Pierwotną wersję gry miałem już zainstalowaną na starszym kompie, ale wraz z zakupem nowego już nie wróciłem do jej ogrywania, tym bardziej, że na horyzoncie pojawiły się informacje o wersji odświeżonej. Tuż po premierze, gdy gra jeszcze otrzymała duży patch, „Second Contact” zakupiłem i jak rzadko kupuję gry w okolicach premiery, tak tutaj z pewnością zakupu nie żałuję. Gra jest bardzo dobra. Nie przepadam za tytułami SF, ale eksploracja i wykonywanie zadań w różnych krainach Adelphy w opisywanym tytule było bardzo absorbujące.

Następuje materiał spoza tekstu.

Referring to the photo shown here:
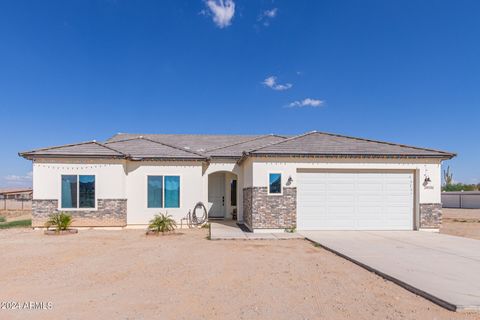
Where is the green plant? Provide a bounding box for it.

Momentami czułem się jakbym przeniósł się do lat młodości. To toporne sterowanie i strzelanie, gdzie kompletnie „nie czuć” broni, te suche żarty, te niedopowiedzenia, gdzie gracz sam musi spróbować, co z czym się je… Klimat jest. Potęguje go też monumentalna muzyka, która teraz też robi wrażenie i spokojnie odnalazłaby się w jakimś blockbusterze.
Oprócz ucha cieszy oko grafika, która wraz z efektami świetlnymi przypadła mi do gustu. Tym bardziej, że jest kilka krain, które różnią się specyfiką. Na początku trafiamy do malutkiej, zimowej wioski, z której poprzez teleport trafiamy do otwartych terenów uprawnych. Ponadto możemy odwiedzić jeszcze miasto, dżunglę, górzyste tereny z lawą czy moją ulubioną miejscówkę jaką były tereny podmokłe… W każdej z tych krain (poza zimową stanowiąca samouczek) będziemy mieli dużo do roboty, gdyż poznamy wiele postaci, dla których możemy wykonywać zadania. Świat poniekąd tętni swoim życiem – wiele razy będziemy musieli szukać jakiejś postaci, gdyż nie stoi w jednym miejscu, na wykonanie zlecenia czy otrzymanie istotnego przedmiotu musimy swoje odczekać. W sumie, gdyby gra miała zaimplementowany rozwój postaci, byłoby z tego świetne RPG. A tak eksplorujemy, zabijamy i popychamy fabułę do przodu – jak to w grach akcji.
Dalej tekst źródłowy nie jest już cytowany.